Thursday, December 31, 2020

2020—A year that sucked but that was still good

Just a few more hours, and then the annus horribilis 2020 will be just another "remember how we thought the world was going to come to a grinding halt?" moment in our far-too-short lives. Remember Y2K? It's difficult to put things into perspective when everything is distorted and seemingly grotesque.




I'm not in the least bit trying to downplay how bad this year was. All those who lost family and friends to COVID-19 have suffered so much. People who lost their jobs, their homes, their livelihoods—what carnage they had to and still have to endure. Even though I have personally not been affected in a direct way, I read and listen enough to know how bad it was and still is.



I've been lucky, despite not having been able to work races and travel and see loved ones near and very far the way I usually do. For one thing, I've stayed healthy, physically and mentally. As a retiree who has planned for this period of my life for many years, I didn't experience the financial hardships that so many of our fellow citizens continue to face on a daily basis. And finally, I made the best out of a fucked-up situation, not letting it dictate everything in my life.


That's how I ended up down in Costa Rica for the Christmas holidays, and that's how I spent time in Mexico and five US states, riding my bike, staying socially distanced, and enjoying my life as much as possible. Instead of bemoaning the cancellation of the various international bike races to which I had been assigned, I relived the memories of those two early-season trips to Argentina and Brazil.


So, the German Generalkonsulat in Houston may have (temporarily, I hope) taken away my German passport and told me that, oops, you haven't been a citizen since 1987, but I refuse to let that change who I am, and I hope the courts will agree with me.

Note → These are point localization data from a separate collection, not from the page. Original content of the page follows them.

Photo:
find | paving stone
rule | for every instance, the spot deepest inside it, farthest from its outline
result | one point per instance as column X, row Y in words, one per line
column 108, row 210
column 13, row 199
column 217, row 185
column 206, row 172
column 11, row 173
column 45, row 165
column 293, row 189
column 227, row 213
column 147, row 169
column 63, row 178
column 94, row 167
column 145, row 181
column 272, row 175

There have been moments of despair, but they last only so long and generally I prefer to look at the bright side. And there was a lot of brightness.


When I started this blogpost, I was reflecting on 2020 while sitting on the deck of my beautiful Airbnb in Chacarita. Let me put it this way: This may not have been the best year (or the year we all hoped for or maybe even expected), but it was not a wasted year. We can't allow ourselves to think this way. This would be giving in and not allowing ourselves to be in charge. And I can say that I took charge of as much as I possibly could, given the circumstances.



Riding 368 miles over the course of the past two weeks in Costa Rica allowed me to see and experience a small part of a small country in a much more intimate way than I might have been able to had it not been for the pandemic. Would I have had those two wonderful weeks in Oaxaca had this been a normal year? What about exploring parts of Missouri and Arkansas? Reconnecting with Martha and Alan not just in New Mexico but at their place in Temple, coming and going when I had condo stays down south? 


Social contacts were sparse, and I miss them. Gosh, the unease with which we now interact! Just like everyone, I hate it. Just two days ago I left a country where I have close to a dozen friends whom I would have loved to have seen again—Ana Maria, Pacheco & Nelly, Andres, Francisco, and all you others. The damn pandemic (and prudence) ruled that out. 


The problem is that we have only so many opportunities to meet with old friends, only so much time to do stuff we always dreamed of. Just like you, I lost valuable time in this eternal battle with life's cruel reality, but I think I've done OK limiting the losses.
This really was supposed to be a blogpost about the second half of my stay in Costa Rica, but it went in a different direction. The pictures can tell the story—they will for me. In any case, it was just more riding and sun and enjoying Tico culture, in small and subtle ways, and now I'm sitting in frigid Lubbock looking forward to the next adventure.